- Theatrical release poster
- Directed by: Anthony Asquith
- Written by: Anatole de Grunwald
- Produced by: Filippo Del Giudice Anatole de Grunwald
- Starring: Laurence Olivier Margaret Rutherford Felix Aylmer
- Cinematography: Bernard Knowles
- Edited by: Renee Woods
- Music by: Nicholas Brodszky
- Production company: Two Cities Films
- Distributed by: General Film Distributors
- Release date: 20 December 1943 (UK);
- Running time: 114 minutes
- Country: United Kingdom
- Language: English
- Budget: $800,000

= The Demi-Paradise =

1943 British film by Anthony Asquith

The Demi-Paradise (also known as Adventure for Two) is a 1943 British comedy film directed by Anthony Asquith and starring Laurence Olivier and Penelope Dudley-Ward. It was written by Anatole de Grunwald, and produced by de Grunwald and Filippo Del Giudice.

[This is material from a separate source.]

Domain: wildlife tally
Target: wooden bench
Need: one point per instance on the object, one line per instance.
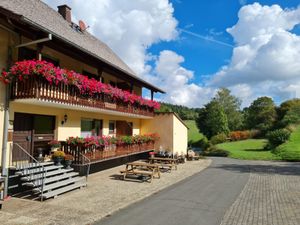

The film's title is a reference to John of Gaunt's famous speech in Richard II which begins:
This royal throne of kings, this scepter'd isle,
This earth of majesty, this seat of Mars,
This other Eden, demi-paradise

==Plot summary==
Ivan Kouznetsoff, a Russian inventor, travels to England to introduce the British shipping industry to his newly invented and improved propeller blade. There he meets socialite Anne Tisdall, and falls for her. Meeting Anne and hearing her views turn his own previous conceptions about the capitalist system and its degenerates upside down. After a lovers' quarrel, Ivan heads back to Russian only to be recalled to England a year later to smooth out imperfections in his design. Despite his efforts, his modifications prove to be unsound and he seems destined to return to the Soviet Union in disgrace.

Anne convinces the local shipbuilders to work around the clock in order to realise the revolutionary propeller. Soon they solve the problem, and there is a very successful launch of the new line of ships. Ivan can return to the Soviet Union to aid the war effort, enriched by Anne's love.

==Cast==

- Laurence Olivier as Ivan Kouznetsoff
- Penelope Dudley-Ward as Ann Tisdall
- Marjorie Fielding as Mrs. Tisdall
- Margaret Rutherford as Rowena Ventnor
- Felix Aylmer as Mr. Runalow
- George Thorpe as Herbert Tisdall
- Leslie Henson as himself
- Guy Middleton as Dick Christian
- Michael Shepley as Mr. Walford
- Edie Martin as Miss Winifred Tisdall
- Muriel Aked as Mrs. Tisdall-Stanton
- Joyce Grenfell as Sybil Paulson
- Everley Gregg as Mrs. Flannel
- Jack Watling as Tom
- David Keir as Jordan
- Aubrey Mallalieu as Toomes, the butler
- Beatrice Harrison as herself
- Miles Malleson as theatre cashier
- John Laurie as wounded sailor
- Brian Nissen as George Tisdall
- George Cole as Percy
- Harry Fowler as evacuee
- Marie Ault as Mrs. Jones
- Gladys Henson as Mrs. Frost
- John Boxer as British sailor
- Alexis Chesnakov as Russian delegate
- Josephine Middleton as Mrs. Tremlow
- Margaret Withers as Mrs. Elliston
- Charles Paton as Mr. Bishop
- Wilfrid Hyde-White as nightclub waiter
- Mavis Clair as barmaid

== Production ==
The film was shot at Denham Studios with sets designed by the art director Carmen Dillon. The music score was by Nicholas Brodszky and the cinematography by Bernard Knowles.

== Reception ==
The Monthly Film Bulletin wrote: "Anthony Asquith, the Director, has made this an amusing if occasionally extravagant gibe at those English characteristics which always puzzle the foreigner. He has introduced many nice touches of direction, and, as always, he is most at home in his sense of the behaviour of the upper middle class. Laurence Olivier gives an admirable performance as the Russian, though whether his accent is authentic is open to doubt: at least, however, it has the merit of being thoroughly foreign."

Kine Weekly wrote: "Bright, brilliantly acted goodwill romantic comedy drama, based on a story by Anatole de Grunwald subtly fashioned in circumstances that enable English people to see themselves as the average foreigner sees them. In this instance the spectacles are worn by a young engineer from; Soviet Russia, played with incredible feeling, perception and flexibility by Laurence Olivier, and his observations and reactions, tabulated with a lofty determination to strengthen Anglo-Soviet relations, pattern into a thought-provoking, emotionally stimulating and, strangely enough, amusing and intensely patriotic screen play."

Variety wrote: "The Demi-Paradise runs five minutes less than two hours and its entertainment value would be improved by the deletion of half an hour or more. Most of it is narration, and from that angle is one of the finest scripts ever put out anywhere, its splendid satirical dialog poking amusingly and bitingly at the English."